Wednesday 20 May 2015

Hebrews 10:5-10 – Christ, the effective sacrifice

Christ was not just the perfect sacrifice, He was also the effective sacrifice.  In verses 5-7, the author did an unusual thing. He literally took the words of David from Psalm 40 and put them on the lips of Christ. In these verses, once again, the inadequacy and ineffectiveness of animal sacrifices was re-iterated. God did not take pleasure in those sacrifices. Why? It was because the sacrifices were offered only as a formality. The people had turned something God provided into a mechanical ritual, instead of heartfelt repentance and faith. The sacrifices were offered up with neither the willingness of the heart to draw near to God nor the desire to please Him. Many times we see in the Old Testament how the Lord said, that His desire was for obedience more than sacrifice. In Psalm 51:16-17 we read, “For Thou dost not delight in sacrifice, otherwise I would give it; Thou art not pleased with burnt offering. The sacrifices of God are a broken spirit; a broken and a contrite heart, O God, Thou wilt not despise.” David knew that sacrifices and burnt offering could not remove the guilt of his sins. Otherwise, he would have easily offered them and fixed the guilt of his sins. But he knew that only a repenting heart and the willingness to walk in obedience could please God.

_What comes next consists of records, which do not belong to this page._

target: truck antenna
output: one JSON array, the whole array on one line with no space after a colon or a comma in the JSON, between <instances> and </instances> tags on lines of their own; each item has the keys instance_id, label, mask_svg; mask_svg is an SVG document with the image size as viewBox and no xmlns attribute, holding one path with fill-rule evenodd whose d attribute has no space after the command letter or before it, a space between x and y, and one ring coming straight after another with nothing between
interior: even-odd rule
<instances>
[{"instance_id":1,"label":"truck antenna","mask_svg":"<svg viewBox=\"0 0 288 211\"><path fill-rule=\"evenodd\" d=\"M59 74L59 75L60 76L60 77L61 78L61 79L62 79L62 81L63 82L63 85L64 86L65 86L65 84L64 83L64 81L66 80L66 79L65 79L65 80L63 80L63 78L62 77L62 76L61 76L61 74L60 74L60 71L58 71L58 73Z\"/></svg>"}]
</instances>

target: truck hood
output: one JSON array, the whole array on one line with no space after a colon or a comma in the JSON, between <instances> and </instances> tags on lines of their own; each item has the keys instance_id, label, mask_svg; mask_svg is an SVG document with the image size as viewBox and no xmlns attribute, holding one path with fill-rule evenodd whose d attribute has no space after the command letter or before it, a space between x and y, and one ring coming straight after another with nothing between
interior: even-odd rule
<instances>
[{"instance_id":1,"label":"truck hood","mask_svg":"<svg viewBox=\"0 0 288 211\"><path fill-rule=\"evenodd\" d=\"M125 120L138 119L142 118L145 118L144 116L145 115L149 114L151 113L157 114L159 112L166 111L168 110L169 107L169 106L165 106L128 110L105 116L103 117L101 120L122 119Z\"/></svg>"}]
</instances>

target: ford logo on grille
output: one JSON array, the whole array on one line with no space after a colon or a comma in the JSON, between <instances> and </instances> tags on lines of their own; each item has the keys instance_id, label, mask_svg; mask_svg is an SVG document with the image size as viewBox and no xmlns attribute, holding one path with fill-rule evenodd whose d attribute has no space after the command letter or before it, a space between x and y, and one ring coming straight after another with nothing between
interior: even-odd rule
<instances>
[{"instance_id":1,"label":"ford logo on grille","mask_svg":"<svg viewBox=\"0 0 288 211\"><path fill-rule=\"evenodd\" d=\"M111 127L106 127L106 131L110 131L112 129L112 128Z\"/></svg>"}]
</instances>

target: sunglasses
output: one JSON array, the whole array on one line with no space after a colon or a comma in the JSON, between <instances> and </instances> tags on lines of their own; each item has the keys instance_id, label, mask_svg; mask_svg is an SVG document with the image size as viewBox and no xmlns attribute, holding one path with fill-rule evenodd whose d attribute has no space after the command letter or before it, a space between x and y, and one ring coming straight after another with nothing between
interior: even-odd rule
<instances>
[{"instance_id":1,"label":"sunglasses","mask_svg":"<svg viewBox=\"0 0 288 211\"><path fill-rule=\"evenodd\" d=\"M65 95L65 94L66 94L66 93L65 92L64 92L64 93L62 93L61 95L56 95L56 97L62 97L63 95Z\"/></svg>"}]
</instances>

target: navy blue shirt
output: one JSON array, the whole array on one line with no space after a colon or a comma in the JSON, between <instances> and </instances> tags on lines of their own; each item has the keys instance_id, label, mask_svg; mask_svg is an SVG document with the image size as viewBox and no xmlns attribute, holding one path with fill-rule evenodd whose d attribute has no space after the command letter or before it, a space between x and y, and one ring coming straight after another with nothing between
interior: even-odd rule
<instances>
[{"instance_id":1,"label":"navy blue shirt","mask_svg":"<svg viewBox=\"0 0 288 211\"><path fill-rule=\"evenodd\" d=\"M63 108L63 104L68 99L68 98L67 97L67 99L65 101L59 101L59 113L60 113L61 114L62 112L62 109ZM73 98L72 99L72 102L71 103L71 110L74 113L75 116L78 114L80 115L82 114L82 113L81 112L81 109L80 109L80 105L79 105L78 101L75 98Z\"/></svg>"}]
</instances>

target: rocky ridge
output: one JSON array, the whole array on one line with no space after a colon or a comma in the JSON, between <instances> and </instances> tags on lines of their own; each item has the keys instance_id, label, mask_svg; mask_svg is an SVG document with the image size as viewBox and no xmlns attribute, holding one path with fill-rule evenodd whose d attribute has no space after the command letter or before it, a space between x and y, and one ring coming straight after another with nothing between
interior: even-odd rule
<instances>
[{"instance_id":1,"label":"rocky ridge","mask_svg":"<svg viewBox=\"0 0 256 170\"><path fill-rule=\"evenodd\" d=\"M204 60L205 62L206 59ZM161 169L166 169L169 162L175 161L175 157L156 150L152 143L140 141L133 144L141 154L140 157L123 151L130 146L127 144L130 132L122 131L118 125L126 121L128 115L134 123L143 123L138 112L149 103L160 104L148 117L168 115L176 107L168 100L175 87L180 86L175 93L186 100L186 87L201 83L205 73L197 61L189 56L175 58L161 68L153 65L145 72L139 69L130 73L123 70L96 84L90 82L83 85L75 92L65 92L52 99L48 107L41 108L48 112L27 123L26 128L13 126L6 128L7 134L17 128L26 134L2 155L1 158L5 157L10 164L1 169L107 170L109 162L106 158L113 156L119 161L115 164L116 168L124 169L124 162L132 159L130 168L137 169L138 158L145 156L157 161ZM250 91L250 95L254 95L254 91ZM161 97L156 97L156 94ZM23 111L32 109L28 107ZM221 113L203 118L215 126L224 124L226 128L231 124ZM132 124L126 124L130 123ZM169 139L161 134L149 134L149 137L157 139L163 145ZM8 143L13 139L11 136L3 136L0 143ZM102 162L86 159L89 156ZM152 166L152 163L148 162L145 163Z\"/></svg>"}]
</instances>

In verse 7, the author then showed Christ’s willingness to come and be the sacrifice. Christ knew that it was the Father’s will for Him to come as the sacrifice. In saying that “…a body Thou hast prepared for me;” God was seen to have planned for Christ’s incarnation. This thought here would also refute the late 1st century teaching of Gnosticism. Jesus did not just seem to be human but that He was truly human. Here we also see Christ responding by saying, “Behold, I have come to do Thy will, O God.”  Christ consciously and deliberately offered His life to God to do His will. The statement, “… in the roll of the book it is written of me …” suggests that the Old Testament writings already anticipated the coming of this Messiah in human form. The will of God that Christ came to fulfill was to lay down His life for the redemption of mankind.  

In verses 8 and 9, the author repeated what he said in the previous two verses. Here, he identified four Old Testament sacrifices and offerings. The term “Sacrifices” refers to peace offering; the “offerings” were probably those voluntary “meal offerings;” the burnt offerings would be the sacrifices that were wholly consumed. The “sacrifices for sin” would refer to that class of sacrifices stipulated in Leviticus 4-5. All these were only types that were foreshadowing the work of Christ. 

Verse 9; concerning Christ’s coming to do God’s will, is a great statement when properly understood. He literally came into the world to do the will of God. He was on earth and every day of His life He sought to do the will of the Father. In John 4:34, He said, “My food is to do the will of Him who sent Me, and to accomplish His work.” And despite the tremendous weight and pain, He said to the Father, “Not my will, but thine, be done.” As a true man, Jesus was tempted to do the things human so often would do. But Christ’s response to every tempting moment had always been, “Father not my will but yours be done.” And He did that in a human physical body, what no fallen human being had done and will ever do. He constantly obeyed God.

However, Christ came from eternity where His will had always been in harmony with God and He took on human flesh. In human form, Christ continued to harmonize His will with the Father’s. While on earth, Christ lived by the Word of God perfectly. And He did it with great joy. This formed the basis on which God was totally satisfied. His was a life of total obedience. He was the only person, whose personal will merged with God’s will in totality. The will of God that had never been obeyed to its fullest by any man, Christ completely accomplished them. His action had removed and abolished the Mosaic Covenant and its sacrificial system. And in its place God now established the second, the New Covenant. This was God’s will and it satisfied Him. Christ’s offering of Himself superseded the Levitical sacrifices in that it justified the believers and set them apart to God, once and for all times. Christ had set us a standard to emulate. Let’s be totally obedient to the Father! Let’s live to please Him and Him alone!